Keindahan Pulau Pari di utara Jakarta ternodai sampah plastik di perairan dan pantainya. Sampah yang datang ke pulau itu tidak saja mengancam ekosistem laut, tetapi juga mata pencarian warga. Warga harus berjibaku menghalau sampah-sampah itu agar tetap dapat bekerja dari kelestarian alam setempat, Kompas, Sabtu (1/12/2018).
Sampah di sana bagian dari masalah pelik Ibu Kota. Betapa tidak, dari 7.000 ton sampah Jakarta, 1.900-2.000 ton merupakan sampah plastik. Kenyataan ini membuat Pemerintah Provinsi DKI Jakarta menempati posisi kedua daerah yang memproduksi sampah plastik terbesar di perairan Indonesia.
Karena peliknya persoalan, kreativitas penanganan sampah plastik perlu terus didorong, salah satunya operasional Bank Sampah Induk (BSI) Satu Hati Jakarta Barat. Keberadaan bank sampah ini mampu mengurangi produksi limbah dari 1.500 ton menjadi 1.300 ton per hari. Tidak hanya itu, bank ini juga dapat menghasilkan keuntungan ekonomi Rp 275 juta per bulan.
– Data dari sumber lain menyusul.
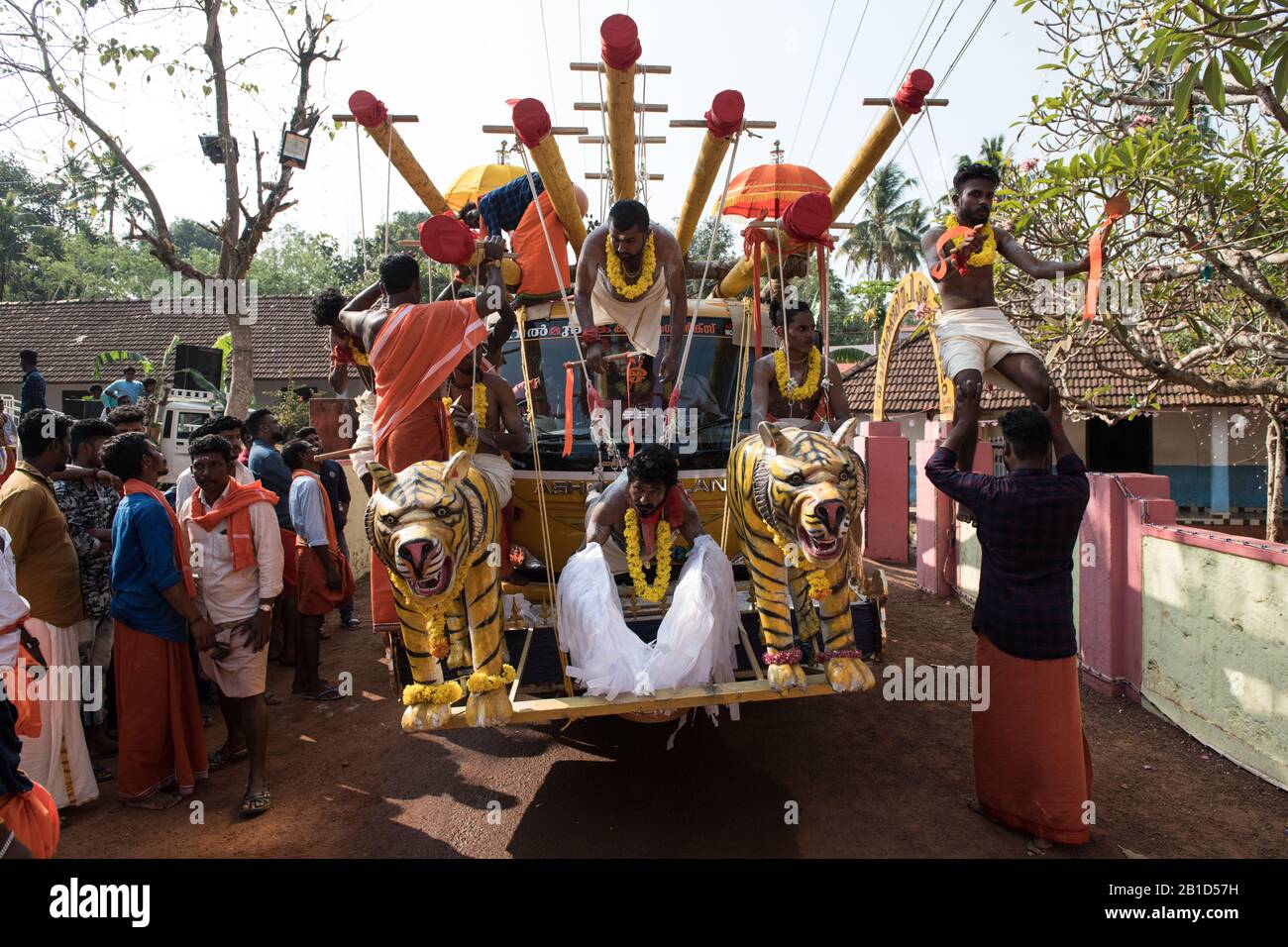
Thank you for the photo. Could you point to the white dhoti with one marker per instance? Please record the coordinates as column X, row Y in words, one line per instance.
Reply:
column 498, row 472
column 695, row 643
column 364, row 446
column 979, row 339
column 640, row 318
column 58, row 758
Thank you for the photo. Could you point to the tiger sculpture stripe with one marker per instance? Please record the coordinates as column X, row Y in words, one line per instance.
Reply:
column 809, row 488
column 436, row 527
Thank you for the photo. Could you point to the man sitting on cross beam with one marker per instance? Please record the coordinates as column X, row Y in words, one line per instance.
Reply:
column 977, row 342
column 627, row 268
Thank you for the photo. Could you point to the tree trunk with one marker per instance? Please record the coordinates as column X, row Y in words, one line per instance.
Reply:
column 241, row 386
column 1275, row 464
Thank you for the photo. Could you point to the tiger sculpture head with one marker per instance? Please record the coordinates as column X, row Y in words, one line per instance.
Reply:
column 810, row 486
column 424, row 522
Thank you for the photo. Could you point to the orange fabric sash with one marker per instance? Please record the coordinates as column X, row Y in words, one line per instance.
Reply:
column 415, row 351
column 235, row 506
column 33, row 817
column 326, row 508
column 180, row 535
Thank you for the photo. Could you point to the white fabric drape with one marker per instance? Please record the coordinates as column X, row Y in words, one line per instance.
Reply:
column 695, row 643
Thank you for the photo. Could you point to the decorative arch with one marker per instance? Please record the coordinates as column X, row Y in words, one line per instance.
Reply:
column 913, row 291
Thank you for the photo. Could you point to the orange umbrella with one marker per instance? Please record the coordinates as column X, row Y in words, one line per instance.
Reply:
column 476, row 182
column 767, row 189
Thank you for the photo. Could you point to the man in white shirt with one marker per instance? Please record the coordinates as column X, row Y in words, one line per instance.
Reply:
column 230, row 429
column 237, row 566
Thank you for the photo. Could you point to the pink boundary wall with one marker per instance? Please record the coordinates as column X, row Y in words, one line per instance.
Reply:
column 885, row 518
column 1122, row 510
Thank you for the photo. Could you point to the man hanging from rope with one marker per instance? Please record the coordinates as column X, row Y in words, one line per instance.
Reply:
column 626, row 270
column 977, row 342
column 786, row 384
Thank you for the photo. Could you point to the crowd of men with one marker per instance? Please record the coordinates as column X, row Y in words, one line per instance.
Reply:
column 166, row 603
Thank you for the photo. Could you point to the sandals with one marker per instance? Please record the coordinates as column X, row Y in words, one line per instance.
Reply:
column 257, row 802
column 222, row 761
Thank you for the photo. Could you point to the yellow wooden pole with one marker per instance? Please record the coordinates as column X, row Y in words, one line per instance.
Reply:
column 372, row 114
column 532, row 125
column 907, row 103
column 621, row 50
column 726, row 110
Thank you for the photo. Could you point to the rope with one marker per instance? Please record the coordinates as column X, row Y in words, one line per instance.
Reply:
column 362, row 213
column 844, row 65
column 389, row 175
column 668, row 429
column 541, row 492
column 739, row 395
column 818, row 58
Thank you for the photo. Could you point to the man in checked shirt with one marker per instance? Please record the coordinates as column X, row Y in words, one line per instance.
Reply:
column 1031, row 762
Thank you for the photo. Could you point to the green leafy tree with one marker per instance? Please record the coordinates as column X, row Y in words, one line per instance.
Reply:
column 58, row 50
column 1180, row 107
column 887, row 239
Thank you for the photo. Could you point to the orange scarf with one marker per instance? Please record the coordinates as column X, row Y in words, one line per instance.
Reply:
column 235, row 506
column 326, row 508
column 180, row 535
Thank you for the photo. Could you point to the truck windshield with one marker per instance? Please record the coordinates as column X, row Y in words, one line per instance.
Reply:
column 706, row 405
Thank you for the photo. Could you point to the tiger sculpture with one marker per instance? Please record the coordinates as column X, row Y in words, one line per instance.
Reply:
column 436, row 527
column 807, row 488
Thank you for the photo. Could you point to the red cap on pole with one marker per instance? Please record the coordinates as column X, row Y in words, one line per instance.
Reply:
column 913, row 90
column 531, row 121
column 725, row 114
column 368, row 108
column 447, row 240
column 619, row 42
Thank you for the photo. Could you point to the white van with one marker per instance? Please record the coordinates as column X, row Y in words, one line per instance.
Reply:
column 184, row 410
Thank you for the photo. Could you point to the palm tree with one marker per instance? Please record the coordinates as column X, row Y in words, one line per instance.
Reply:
column 888, row 240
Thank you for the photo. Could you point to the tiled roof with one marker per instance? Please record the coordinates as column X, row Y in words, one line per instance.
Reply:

Kepala Dinas Lingkungan Hidup DKI Jakarta Isnawa Adji mengatakan, inisiatif seperti itu dibutuhkan karena pembuangan sampah tidak dapat selamanya mengandalkan Tempat Pengolahan Sampah Terpadu (TPST) Bantargebang, Bekasi, Jawa Barat. Dengan produksi sampah 7.000-7.500 ton per hari, pembuangan ke TPST Bantargebang hanya bisa sampai tahun 2021. Karena kapasitas TPST Bantargebang, kata Isnawa, 49 juta meter kubik.
Sebenarnya Pemprov DKI Jakarta menyiapkan solusi dengan membangun instalasi pengolahan sampah dengan Intermediate Treatment Facility (ITF) Sunter. Namun, proyek ini masih membutuhkan waktu 2-3 tahun lagi untuk dapat beroperasi.
”Kalau warga bisa mengurangi sampah plastiknya saja, sangat membantu memperpanjang usia TPST Bantargebang sementara pembangunan ITF berlangsung,” kata Isnawa.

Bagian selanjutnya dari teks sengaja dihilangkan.